Proposal title: Literacy outcomes for Syrian refugee children in Jordan: Understanding child, school, and family factors
Grant amount: $24,960
Co-Investigator: Stephanie Simmons Zuilkowski, FSU College of Education
This project aims to examine the literacy learning of Syrian children in Jordanian schools in a holistic manner, including an investigation of the engagement of schools and parents in children’s learning. First, researchers will collect baseline data on Arabic early literacy outcomes among Jordanian and Syrian first graders in split-shift schools, with the goal of providing evidence on gaps between the two groups. Then they’ll interview school administrators, teachers, and parents about children’s literacy learning, Syrian children’s social integration in schools, and how relationships between schools and families affect children’s literacy learning.
“The opportunity of the MDS grant through CRC will afford me the opportunity to collaborate with Dr. Stephanie Zuilkowski who has an expertise in education and early childhood development in developing countries,” said Tibi. “My research focus on Arabic literacy combined with Dr.

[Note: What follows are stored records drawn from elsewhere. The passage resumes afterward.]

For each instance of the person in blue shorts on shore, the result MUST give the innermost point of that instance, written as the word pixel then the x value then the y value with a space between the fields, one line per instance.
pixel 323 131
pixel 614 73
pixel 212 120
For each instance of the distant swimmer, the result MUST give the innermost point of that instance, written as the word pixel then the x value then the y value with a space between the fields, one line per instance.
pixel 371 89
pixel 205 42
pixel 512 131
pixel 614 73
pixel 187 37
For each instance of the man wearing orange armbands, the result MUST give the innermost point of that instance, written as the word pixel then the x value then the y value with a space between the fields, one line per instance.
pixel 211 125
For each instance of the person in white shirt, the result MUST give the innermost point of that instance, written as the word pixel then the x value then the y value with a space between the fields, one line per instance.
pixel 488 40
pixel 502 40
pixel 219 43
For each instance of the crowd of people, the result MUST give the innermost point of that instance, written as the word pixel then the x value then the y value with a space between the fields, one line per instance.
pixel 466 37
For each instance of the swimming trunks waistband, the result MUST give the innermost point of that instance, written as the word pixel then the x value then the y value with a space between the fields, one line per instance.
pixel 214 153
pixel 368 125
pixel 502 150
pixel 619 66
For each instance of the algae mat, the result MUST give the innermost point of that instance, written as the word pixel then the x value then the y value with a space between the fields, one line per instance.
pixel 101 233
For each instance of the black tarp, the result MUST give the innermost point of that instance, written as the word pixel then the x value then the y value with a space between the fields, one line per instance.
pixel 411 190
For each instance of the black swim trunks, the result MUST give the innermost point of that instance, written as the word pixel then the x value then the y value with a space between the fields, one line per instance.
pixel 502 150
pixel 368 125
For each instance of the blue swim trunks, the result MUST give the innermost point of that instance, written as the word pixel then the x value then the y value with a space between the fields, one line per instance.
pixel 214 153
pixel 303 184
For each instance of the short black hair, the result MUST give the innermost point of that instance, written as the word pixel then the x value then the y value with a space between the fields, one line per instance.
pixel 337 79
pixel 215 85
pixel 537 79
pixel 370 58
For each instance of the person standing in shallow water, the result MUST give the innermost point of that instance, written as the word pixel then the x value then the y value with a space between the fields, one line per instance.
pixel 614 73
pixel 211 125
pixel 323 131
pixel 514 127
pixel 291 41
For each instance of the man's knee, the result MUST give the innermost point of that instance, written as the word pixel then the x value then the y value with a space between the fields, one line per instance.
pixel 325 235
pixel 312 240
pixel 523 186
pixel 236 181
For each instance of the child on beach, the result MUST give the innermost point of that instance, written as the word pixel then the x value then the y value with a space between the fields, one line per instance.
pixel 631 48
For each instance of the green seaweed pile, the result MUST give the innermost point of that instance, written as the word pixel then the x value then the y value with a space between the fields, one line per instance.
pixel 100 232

Zuilkowski’s expertise in educational access in low-resource context will be an excellent multidisciplinary opportunity for research. Our research will be informed by our respective fields of study as well as the broader set of disciplinary frameworks that contribute to the study of literacy in crisis settings.”
The COFRS program provides up to $14,000 of summer salary support to assist with research or creative endeavors that encourage outside funding. A typical budget might include faculty salary, student assistant stipend, research-related travel, and supplies. The MDS program supports the initial formation of multidisciplinary FSU alliances planning research or creative activity. The proposal must describe how the initial joint efforts will result in new program of research or creative activity that will lead to external funding, as well as how FSU will benefit from the establishment of these new multidisciplinary research and creative projects. This program provides up to $25,000 per project.